DUBAI (Reuters) - President Mahmoud Ahmadinejad accused Iran’s judiciary of unconstitutional conduct on Monday for barring him from a visit to Evin prison where a top aide is jailed, a row that provided another sign of his waning power in his final year in office.
Ali Akbar Javanfekr, Ahmadinejad’s press adviser and head of the state news agency IRNA, was sent to Evin in September to serve a six-month sentence for publishing an article deemed offensive to public decency.
He was also convicted of insulting Supreme Leader Ayatollah Ali Khamenei, Iran’s highest authority, on his personal website, though it is unclear how or when this happened.
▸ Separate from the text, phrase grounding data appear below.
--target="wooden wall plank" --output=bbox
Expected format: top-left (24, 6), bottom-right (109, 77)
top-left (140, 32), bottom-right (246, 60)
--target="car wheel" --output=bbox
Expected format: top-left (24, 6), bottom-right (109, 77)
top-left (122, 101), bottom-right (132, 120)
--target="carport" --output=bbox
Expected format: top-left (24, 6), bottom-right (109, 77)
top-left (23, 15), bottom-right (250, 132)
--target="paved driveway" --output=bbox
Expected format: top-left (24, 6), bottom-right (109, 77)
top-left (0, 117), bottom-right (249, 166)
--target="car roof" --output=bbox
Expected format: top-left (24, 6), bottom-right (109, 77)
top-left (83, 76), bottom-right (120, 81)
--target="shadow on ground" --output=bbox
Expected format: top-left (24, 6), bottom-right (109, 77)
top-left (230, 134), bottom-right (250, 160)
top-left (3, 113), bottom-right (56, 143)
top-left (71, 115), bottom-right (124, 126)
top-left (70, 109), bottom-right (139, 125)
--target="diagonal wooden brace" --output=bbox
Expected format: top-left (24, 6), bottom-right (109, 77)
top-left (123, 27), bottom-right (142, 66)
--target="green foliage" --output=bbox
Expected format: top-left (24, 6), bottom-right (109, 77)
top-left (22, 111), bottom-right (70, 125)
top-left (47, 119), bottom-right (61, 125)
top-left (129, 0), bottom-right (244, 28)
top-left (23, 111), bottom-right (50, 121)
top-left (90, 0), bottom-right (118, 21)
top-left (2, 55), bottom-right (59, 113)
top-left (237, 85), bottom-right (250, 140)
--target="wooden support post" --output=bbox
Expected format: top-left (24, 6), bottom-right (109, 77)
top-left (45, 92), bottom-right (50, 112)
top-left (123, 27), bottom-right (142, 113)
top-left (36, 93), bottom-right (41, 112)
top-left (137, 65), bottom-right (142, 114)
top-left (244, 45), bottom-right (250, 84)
Ahmadinejad’s influence within the factionalized power structure has weakened since a clash with Khamenei in 2011 over the supreme clerical leader’s reinstatement of Intelligence Minister Heydar Moslehi, whom Ahmadinejad had sacked.
The president’s request to the judiciary to visit Evin, made public this month, was seen by Iranian media and commentators as linked to Javanfekr’s detention, although there has been no official confirmation that this was the case.
The judiciary rejected the request on Sunday, saying it was not in Iran’s best interests as it faces an economic crisis. Ahmadinejad’s opponents in parliament blame the crisis as much on mismanagement by his administration as on Western sanctions.
“We must pay attention to major issues,” prosecutor general Gholam-Hossein Mohseni-Ejei said on Sunday, according to the Mehr news agency. “Visiting a prison in these circumstances is a minor issue.”
“If we have in mind the best interests of the nation, a (prison) visit in these circumstances is not appropriate.”
In a letter to judiciary chief Sadeq Larijani published by Iranian media on Monday, Ahmadinejad said the ruling against Javanfekr was “unjust,” adding he wanted to visit Evin to report to Khamenei and the country on how “the nation’s rights are being preserved.”
“I have to remind you that in the constitution, there is nothing that requires asking permission or agreement of the judiciary when it comes to exercising the president’s legal duties,” Ahmadinejad wrote, according to the Iranian Students’ News Agency.
“When you easily accuse the president, who is the nation’s representative ... Can one imagine judicial security for normal citizens who have no particular support except from God?”
Khamenei appoints the head of the judiciary and wields ultimate power but generally stays above the fray of rough-and-tumble politics in the Islamic Republic.
On Monday, Khamenei’s representative to the powerful Islamic Revolutionary Guard Corps was quoted as saying that he regretted his past support for Ahmadinejad.
“We did not have the prescience to know what was going on in Mr Ahmadinejad’s mind and what he wanted to do in the future,” Ali Saeedi Shahroudi told the Etemaad newspaper. “The slogans he uses now are different from the slogans he used in the past.”
Ahmadinejad, a conservative hardliner, is coming to the end of his second term and will not be allowed to run in the June 2013 presidential election.